My next chapter is yet to be written, but I have my sights set on exploration and adventure on a personal scale. I am writing this blog largely to document my first bike tour from Vancouver, BC to San Francisco and have plans for more tours, Sierra backpack trips and the occasional international travel.
I grew up in Richmond, Virginia in the mid-century modern house that my father designed. The “modern” house (“mid-century” being a term coined only recently), with its classic 50’s decor and food-themed mural hand painted by my dad on the large kitchen walls, was featured with a photo-spread in the Richmond Times-Dispatch. Growing up across the street from the University of Richmond, we played on its beautiful grounds and athletic fields and we sledded its hills and skated on its frozen lake in winter. Summers were otherwise spent at the local community pool and tennis courts – Ridgetop.
After college in Charlottesville, VA, and marriage to my sweetie, who grew up literally up the street only blocks away, we did short stints in Boulder, CO and Corvallis, OR, before settling in California in 1980 and in our current Menlo Park home in 1982.
After 35 years at NASA Ames Research Center in the heart of Silicon Valley, I retired in 2015. I was fortunate to work with many incredible people from around the country and around the world on many exciting international scientific projects in far-flung locations around the planet, largely using NASA’s fleet of unique aircraft fitted with state-of-the-art scientific instruments. One significant highlight was returning the “smoking gun” – the scientific evidence from flights over Antarctica by the NASA-modified U-2 aircraft which proved conclusively that human produced CFC’s were responsible for the “Ozone Hole”. Not too often that your normally arcane scientific accomplishments have a major impact on international environmental policy.
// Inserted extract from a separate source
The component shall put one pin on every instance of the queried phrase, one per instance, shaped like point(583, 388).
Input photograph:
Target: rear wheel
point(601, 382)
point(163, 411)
In my last 10 years at NASA I joined the SES ranks (senior executive service) as the Chief of the Earth Science Division – about 120 scientists, engineers and support personnel whose life work is dedicated to understanding and protecting our home planet. We use the unique NASA perspective of space-based observation, augmented with aircraft and surface data, and state-of-the-art global Earth system (climate) models run on NASA’s supercomputer at Ames, to better understand the Earth’s geophysical systems and our human impact on them.